第4章 序
【第四章 0】
四年ほど前、父の書いた手記を読んだ。
遺品の中にあったそれは、日記と呼ぶにはあまりにも日付がとびがちで、やはり手記とするのが妥当だろう。
実に父らしい、ズボラでいい加減な日々の記録だった。
最後の頁にあった日付は、父が事故死する数日前。
なにやら罪を悔いたり一人息子を気遣ったりと忙しい内容だったが、結局、彼はそれらを果たすことなく逝ってしまった。
無念だったろうか? ……などと無益なことを考える余地もないほど、呆気ない最後だったと聞いている。当時は新聞やラジオが騒ぎたてたその事件も、発電所の閉鎖と共に風化して、今は記憶に留めている者などほとんどいない。
事故に巻き込まれただけの個人の死など、たとえ英雄だろうとそんなものだ。
母は僕が三歳の頃に亡くなっていた。よって顔もうろ覚えだ。写真の中で微笑む女性が母親だという実感は、どうしても薄くなる。
父も仕事でよく家を空けていたので、親という存在の認識が希薄なのかもしれない。
親に代わり、幼少期から奇人の研究者の元で異能や生きるために必要最低限の知識を学び、武術も紹介された三人の師に教えを乞うた。血を流し、骨を折ることが常な生活だったが、それなりに充実していたと思う。異形の細胞ごときに屈するのは死ぬほど嫌だったので、重傷ていどで済むなら是非もない。

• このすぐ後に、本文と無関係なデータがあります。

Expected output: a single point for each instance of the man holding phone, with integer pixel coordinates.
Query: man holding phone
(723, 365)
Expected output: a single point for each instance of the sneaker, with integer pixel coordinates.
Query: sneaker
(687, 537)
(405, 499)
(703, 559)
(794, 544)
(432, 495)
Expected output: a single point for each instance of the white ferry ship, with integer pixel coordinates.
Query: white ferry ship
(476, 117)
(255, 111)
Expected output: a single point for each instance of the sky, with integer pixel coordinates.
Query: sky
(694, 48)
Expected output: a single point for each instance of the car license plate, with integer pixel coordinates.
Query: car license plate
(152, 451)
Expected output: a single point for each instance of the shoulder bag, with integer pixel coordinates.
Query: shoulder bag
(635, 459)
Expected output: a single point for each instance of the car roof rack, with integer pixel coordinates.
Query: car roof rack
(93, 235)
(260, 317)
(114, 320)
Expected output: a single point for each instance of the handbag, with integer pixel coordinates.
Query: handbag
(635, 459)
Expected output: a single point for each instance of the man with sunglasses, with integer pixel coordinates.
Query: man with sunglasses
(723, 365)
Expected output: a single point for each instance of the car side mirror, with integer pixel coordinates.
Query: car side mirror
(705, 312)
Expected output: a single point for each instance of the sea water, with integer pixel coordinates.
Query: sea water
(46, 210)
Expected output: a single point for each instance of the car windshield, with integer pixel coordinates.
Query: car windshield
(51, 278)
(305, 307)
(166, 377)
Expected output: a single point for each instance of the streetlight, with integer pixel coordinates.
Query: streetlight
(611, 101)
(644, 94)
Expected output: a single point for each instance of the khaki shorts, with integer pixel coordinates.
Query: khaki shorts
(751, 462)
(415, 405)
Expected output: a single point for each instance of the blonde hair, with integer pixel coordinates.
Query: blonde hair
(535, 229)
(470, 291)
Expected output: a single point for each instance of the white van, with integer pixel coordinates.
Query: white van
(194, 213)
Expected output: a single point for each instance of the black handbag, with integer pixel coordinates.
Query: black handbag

そうして十一の時に父が死に、己の実績を示して爵位を継いだ。
性格もその頃には完全に固定されていたから、周囲の反応などまるで気にならなかった。
やがて、『偽石』の実害が明らかになり、特務機関の仕事を請け負うようになる。
可も不可もなく。ただ生きるために盗み、元人間の化生を殺す。
――そんな生活が、ある日、一人の少女を気まぐれに助けたことでガラリと色を変えた。
必要以上の面倒事を抱える時間は、今まで感じたことのない温度を有していた。
煩わしく、騒がしい。苛立ちと奇妙な感情を内包する日々。
けれど、それもいよいよ終わりだ。
別れを前に思うことも特にはない。
――『傲慢』を持つ人間の最期なんて、とっくの昔に決まっていたから。